I like the idea of donating money instead of tokens. I think django contributors are likely to know how to spend those tokens better than I might, as I am not a django core contributor.

Some projects ( https://news.ycombinator.com/item?id=46730504 ) are setting a norm to disclose AI usage. Another project simply decided to pause contributions from external parties ( https://news.ycombinator.com/item?id=46642012 ). Instead of accepting driveby pull requests, contributors have to show a proof of work by working with one of the other collaborators.

Another project has started to decline to let users directly open issues ( https://news.ycombinator.com/item?id=46460319 ).
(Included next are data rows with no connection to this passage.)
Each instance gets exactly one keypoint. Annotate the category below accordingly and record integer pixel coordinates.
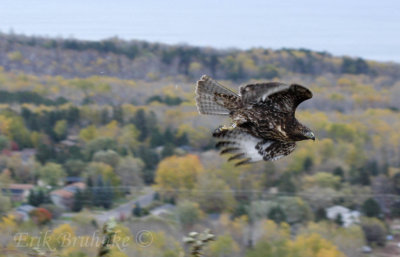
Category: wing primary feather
(225, 143)
(245, 161)
(237, 156)
(230, 150)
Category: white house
(349, 217)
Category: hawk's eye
(310, 135)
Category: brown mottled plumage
(264, 124)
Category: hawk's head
(304, 133)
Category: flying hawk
(264, 125)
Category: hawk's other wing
(286, 97)
(248, 148)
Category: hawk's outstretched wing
(248, 148)
(285, 97)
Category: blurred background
(98, 120)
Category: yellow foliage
(314, 246)
(89, 133)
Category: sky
(369, 29)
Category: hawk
(264, 124)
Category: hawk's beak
(311, 136)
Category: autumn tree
(178, 174)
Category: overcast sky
(368, 28)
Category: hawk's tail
(209, 96)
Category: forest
(117, 119)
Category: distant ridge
(141, 60)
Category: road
(123, 209)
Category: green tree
(78, 201)
(188, 213)
(51, 173)
(109, 157)
(374, 230)
(277, 214)
(60, 129)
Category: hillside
(119, 115)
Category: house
(17, 192)
(163, 210)
(72, 179)
(349, 217)
(64, 197)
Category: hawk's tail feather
(206, 91)
(239, 143)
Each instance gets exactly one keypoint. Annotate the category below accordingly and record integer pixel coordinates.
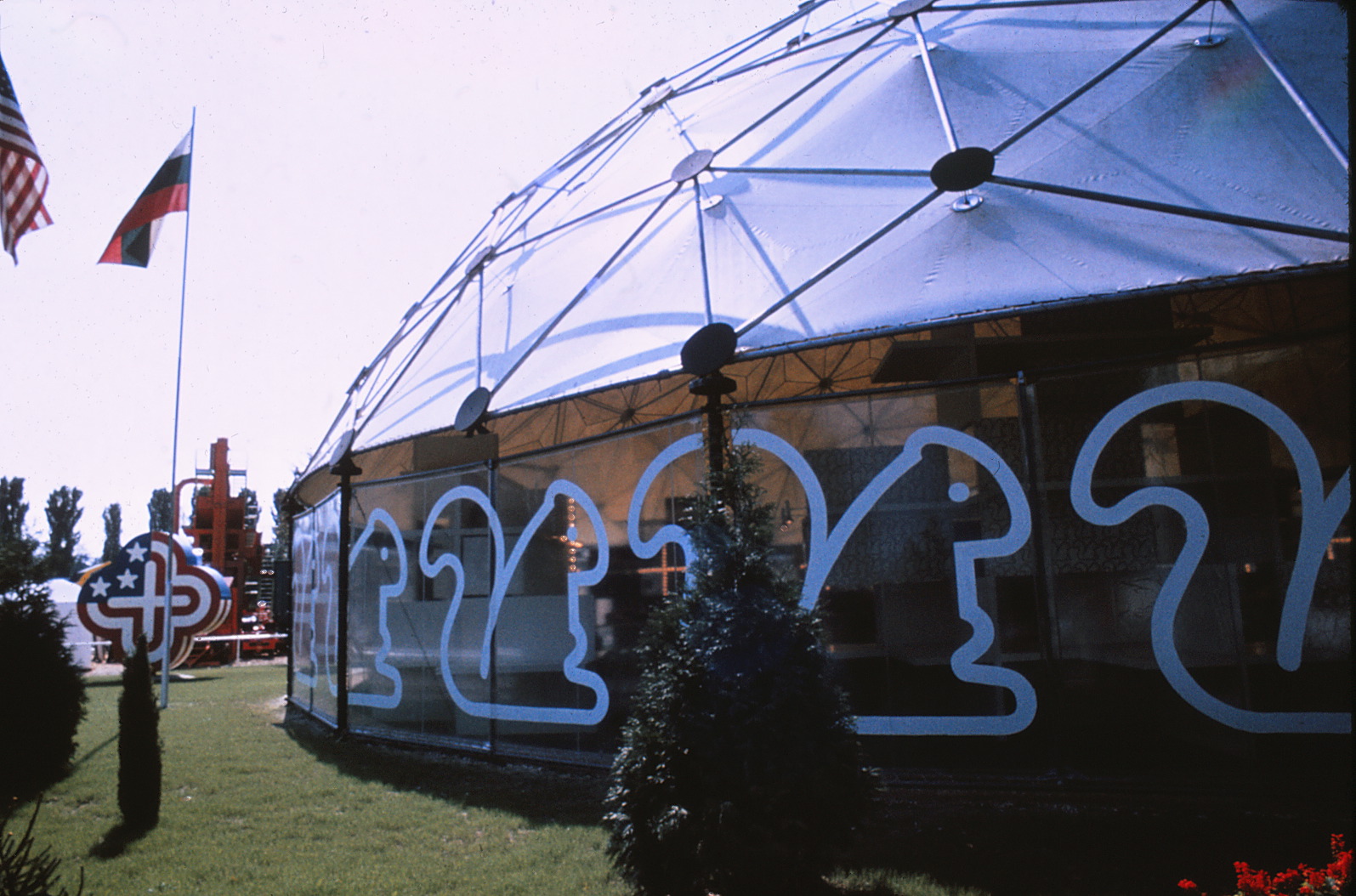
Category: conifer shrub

There's definitely an aspect here where the commons or good will effort of collaborators is being infringed upon by external parties who are unintentionally attacking their time and attention with low quality submissions that are now cheaper than ever to generate. It may be necessary to move to a more private community model of collaboration ( https://gnusha.org/pi/bitcoindev/CABaSBax-meEsC2013zKYJnC3ph... ).

edit: Also I applaud the debian project for their recent decision to defer and think harder about the nature of this problem. https://news.ycombinator.com/item?id=47324087

Shameless plug: I wrote an essay a few weeks ago pushing this exact same thesis. https://essays.johnloeber.com/p/31-open-source-software-in-t...

Instead of people buying the tokens themselves, they should just donate the money to the core contributors and let those people decide how to spend on tokens.

I agree with the broarder thesis, although some people aren't buying more tokens for this and could just be using their existing plan's limits.

So people may be less likely to donate an extra amount beyond their "ai budget" to an OSS project for tokens. Large OSS projects are also likely to get free tokens from major providers anyway.

But I like the idea of crowdfunding specific features.

Or paying maintainers and contributors.